Take your time to come back so your stronger than ever!

I have been fighting a Labaral tear in my groin for a few years and this year we decided to stop running 100% until it heals. Thank god the bike does not hurt it but man do I miss running!!


----------



## glpg80

Bevo said:


> Right on brother!!
> Take your time to come back so your stronger than ever!
> 
> I have been fighting a Labaral tear in my groin for a few years and this year we decided to stop running 100% until it heals. Thank god the bike does not hurt it but man do I miss running!!



That is no fun. I cannot imagine Bevo. How long will it take to heal?

I found that 4 miles a week was a bit much starting out and bumped it down to two miles a week - once a week, mixed with some weight training in the room for stability.

10 miles:

1863


----------



## Furtive Glance

5.

1868.


----------



## glpg80

5

1874


----------



## Infamous Impact

With XC starting up again I figure I may as well add in some miles.
12 over the last 4 days.

1886


----------



## Bevo

Great job guys!!

I have been able to get a few runs in and so far no pain!
Looking forward to getting into the trails


----------



## Infamous Impact

Tack on another 10 over the last 3 days, getting back in shape.

1896


----------



## Furtive Glance

glpg80 said:


> 5
> 
> 1874



Um... 1868 + 5... 

I've got 12 to add... 1907, then? Not 1908... I'M SO LOST.


----------



## Infamous Impact

Long run today, add 10.

Fixed that adding error.
1918


----------



## glpg80

Infamous Impact said:


> Long run today, add 10.
> 
> Fixed that adding error.
> 1918



Hard 2 after it had just rained.

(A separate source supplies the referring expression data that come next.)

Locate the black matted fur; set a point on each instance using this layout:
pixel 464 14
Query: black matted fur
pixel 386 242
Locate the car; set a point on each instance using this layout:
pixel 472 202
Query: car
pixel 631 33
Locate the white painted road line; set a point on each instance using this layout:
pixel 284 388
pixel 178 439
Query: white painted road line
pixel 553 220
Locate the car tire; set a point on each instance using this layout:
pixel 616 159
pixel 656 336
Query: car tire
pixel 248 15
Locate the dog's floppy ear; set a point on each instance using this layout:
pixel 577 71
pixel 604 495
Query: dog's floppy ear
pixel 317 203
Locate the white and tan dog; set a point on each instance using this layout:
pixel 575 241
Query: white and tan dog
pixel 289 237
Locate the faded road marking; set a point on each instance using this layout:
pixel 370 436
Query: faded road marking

Nothing like humidity to make a fun run.

1920

 at the adding error


----------



## glpg80

Bevo said:


> Great job guys!!
> 
> I have been able to get a few runs in and so far no pain!
> Looking forward to getting into the trails



Awesome bevo! i know you're glad to finally be back on the trails


----------



## Infamous Impact

5 miles.
2 mile time trial in 10:20 today 

1925


----------



## Infamous Impact

6 800s today.

1928


----------



## Curt

Ran 40 last month and 15 this month.

1983


----------



## Fiction

Guess I'll start adding again now that I'm running on routine for the past month.

21 Miles this month. (Only what I've mapped on an iPhone app, missed some but I can't accurately recall)

2004

Also did my first 10k (6.2 miles) Run yesterday, made it in 59 Minutes, and my goal was to do six 10 minute miles, which I did, averaging 9:43 minute/mile, very impressed with myself, starting to improve rapidly lately. The plan is to improve speed over 6 miles, next goal is sub 55-minutes.


----------



## AdenM

About ten miles over the past 12 days so... 

2014


----------



## Infamous Impact

Adding 15 miles ahead of time, running for a fundraiser tonight.

2029


----------



## glpg80

4 miles over the past two weeks. Bought some new proper running shoes but my injured knee is not liking it very much - however i needed them.

2033


----------



## Fiction

5 Miles

2038


----------



## Infamous Impact

2 mile race today

2040


----------



## Furtive Glance

6.

2046


----------



## Bevo

Anyone watch American Ninja?

I love it and has inspired me to get overall stronger but also do odd workouts instead of just run. Now a run includes some monkey bars at the park, climbing a rope at another or jumping over rocks or walls..total fun!!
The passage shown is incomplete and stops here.